Çağın gereği olarak, Türk kadının siyasi ve iktisadi hayatta etkinliğini sağlama hedefimiz ile kadının yaşam hakkını koruyamaz oluşumuz arasındaki derin çelişki, eğitim, güvenlik ve ceza adaleti sisteminin de bu konudaki işlevselliğini yitirdiğini ortaya koymaktadır. Asayişin sağlanması noktasında, siyasi temelli içeriklerle mücadeledeki başarısızlığı Güneydoğu örneğindeki gibi açık olan siyasi iktidar, maalesef salt asayiş sorunları karşısında da etkinlik gösterememekte, suçun önlenmesi ve cezalandırılması süreçleri bürokratik iş ve işlemler kabilinden baştan savılarak gerçekleştirilmektedir.

Öncelikli olarak kadına şiddet, tecavüz ve cinayet gibi insanlık dışı hadiselerin sosyal ve psikolojik temelleri tespit edilmelidir. Türk kültürünün dejenere olmuş hâlinin bir yansıması olarak kadını eve kapatan, eğitimini ve gelişmesini engelleyen zihniyet ile, kadını bir nesne, eğlence ve moda sektörünün üretim girdisi olarak gören sözde çağdaş (!) zihniyet ile aynı kararlılıkta mücadele edilmelidir.

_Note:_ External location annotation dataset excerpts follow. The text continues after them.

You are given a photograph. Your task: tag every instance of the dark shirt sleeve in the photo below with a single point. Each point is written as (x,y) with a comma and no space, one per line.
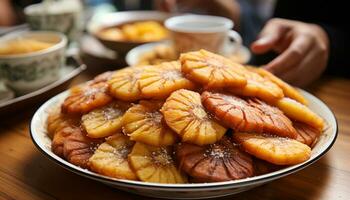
(331,16)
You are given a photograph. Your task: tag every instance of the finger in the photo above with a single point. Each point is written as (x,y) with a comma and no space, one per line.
(269,37)
(291,57)
(309,69)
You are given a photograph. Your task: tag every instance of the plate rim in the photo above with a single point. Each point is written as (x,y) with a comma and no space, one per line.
(260,179)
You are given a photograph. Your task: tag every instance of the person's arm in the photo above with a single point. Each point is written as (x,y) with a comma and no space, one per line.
(303,50)
(312,41)
(331,16)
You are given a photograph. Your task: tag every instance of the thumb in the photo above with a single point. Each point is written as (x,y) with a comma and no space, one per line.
(269,37)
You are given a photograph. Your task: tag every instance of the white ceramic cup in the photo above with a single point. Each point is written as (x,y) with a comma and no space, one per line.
(194,32)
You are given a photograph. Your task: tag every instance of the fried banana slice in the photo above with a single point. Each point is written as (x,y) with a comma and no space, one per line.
(78,148)
(111,158)
(105,121)
(59,137)
(125,85)
(159,81)
(104,77)
(306,134)
(143,122)
(57,120)
(184,113)
(299,112)
(260,87)
(154,164)
(248,115)
(86,97)
(222,161)
(276,150)
(288,90)
(212,70)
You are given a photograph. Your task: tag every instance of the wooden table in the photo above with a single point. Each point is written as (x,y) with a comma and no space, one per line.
(27,174)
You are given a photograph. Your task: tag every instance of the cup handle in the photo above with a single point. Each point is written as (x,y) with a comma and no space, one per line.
(235,37)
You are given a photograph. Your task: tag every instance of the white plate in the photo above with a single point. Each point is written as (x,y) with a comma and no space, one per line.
(184,191)
(133,56)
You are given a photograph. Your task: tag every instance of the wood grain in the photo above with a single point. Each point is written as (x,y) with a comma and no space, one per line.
(27,174)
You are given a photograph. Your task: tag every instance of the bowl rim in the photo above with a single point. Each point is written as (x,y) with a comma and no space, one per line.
(61,44)
(260,179)
(31,12)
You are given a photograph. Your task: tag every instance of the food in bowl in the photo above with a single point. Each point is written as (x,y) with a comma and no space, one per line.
(143,31)
(23,46)
(201,119)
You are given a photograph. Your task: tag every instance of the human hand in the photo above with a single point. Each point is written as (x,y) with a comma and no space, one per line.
(303,50)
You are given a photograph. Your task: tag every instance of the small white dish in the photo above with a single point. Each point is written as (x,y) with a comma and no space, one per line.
(133,56)
(27,72)
(67,73)
(184,191)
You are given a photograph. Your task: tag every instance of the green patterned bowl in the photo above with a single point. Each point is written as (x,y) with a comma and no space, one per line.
(28,72)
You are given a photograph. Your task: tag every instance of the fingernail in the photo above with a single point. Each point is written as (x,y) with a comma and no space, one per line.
(262,41)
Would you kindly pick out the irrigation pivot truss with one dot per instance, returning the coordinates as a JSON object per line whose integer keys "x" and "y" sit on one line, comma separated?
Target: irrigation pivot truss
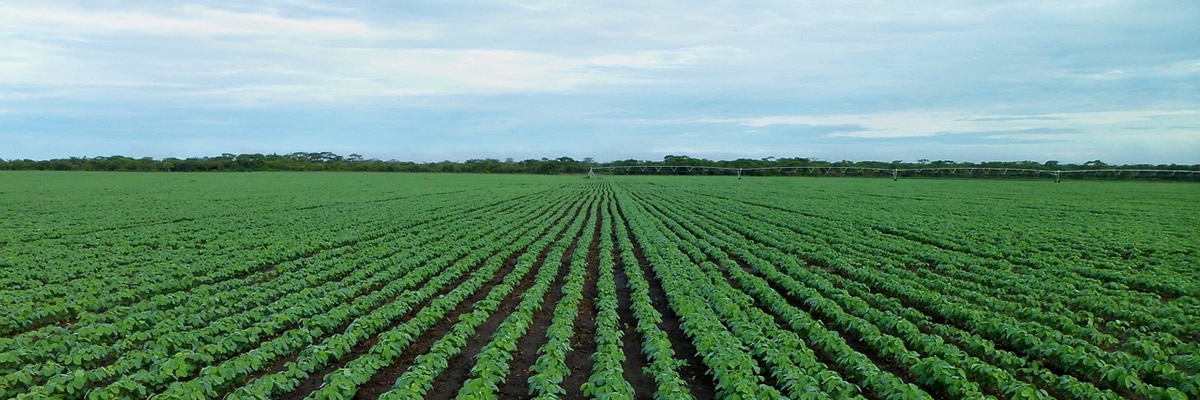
{"x": 906, "y": 172}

Karısına şiddet uygulayan, onu yaralayan bir erkeğe gösterilen elitist tepki, insanların ailece ekran başında olduğu prime time kuşağında yayınlanan bir dizideki 6 dakikalık tecavüz sahnesine karşı da gösterilmelidir. Bu yoğun kültürel saldırı karşısında gençlik kimlik değiştirmekte, yozlaşmaktadır. Tecavüzün normalleştiği ve alışıldığı, cinselliğin alenileştiği, genç ve çocukların her türlü cinsel ve şiddet eğilimli etkiye açık olduğu bir sosyal yapıya, siyaset ve güvenlik bürokrasisinin de başarısızlığı eklenince sokaklar hiçbir evladımız için güvenli olamayacaktır. Başka Özgecanlar katledilmesin, başka ana-babalar böyle bir evlat acısı yaşamasın diye gereken tüm tedbirler alınmalıdır.

Özgecan Aslan kardeşimize Cenabı Allah’tan rahmet, başta ailesi ve sevenleri olmak üzere Aziz Milletimize başsağlığı diliyorum. Suçluların bir an önce adalet önünde hesap vererek, vicdanlardaki insanlık isyanının da sükût bulacağını ümit ediyorum.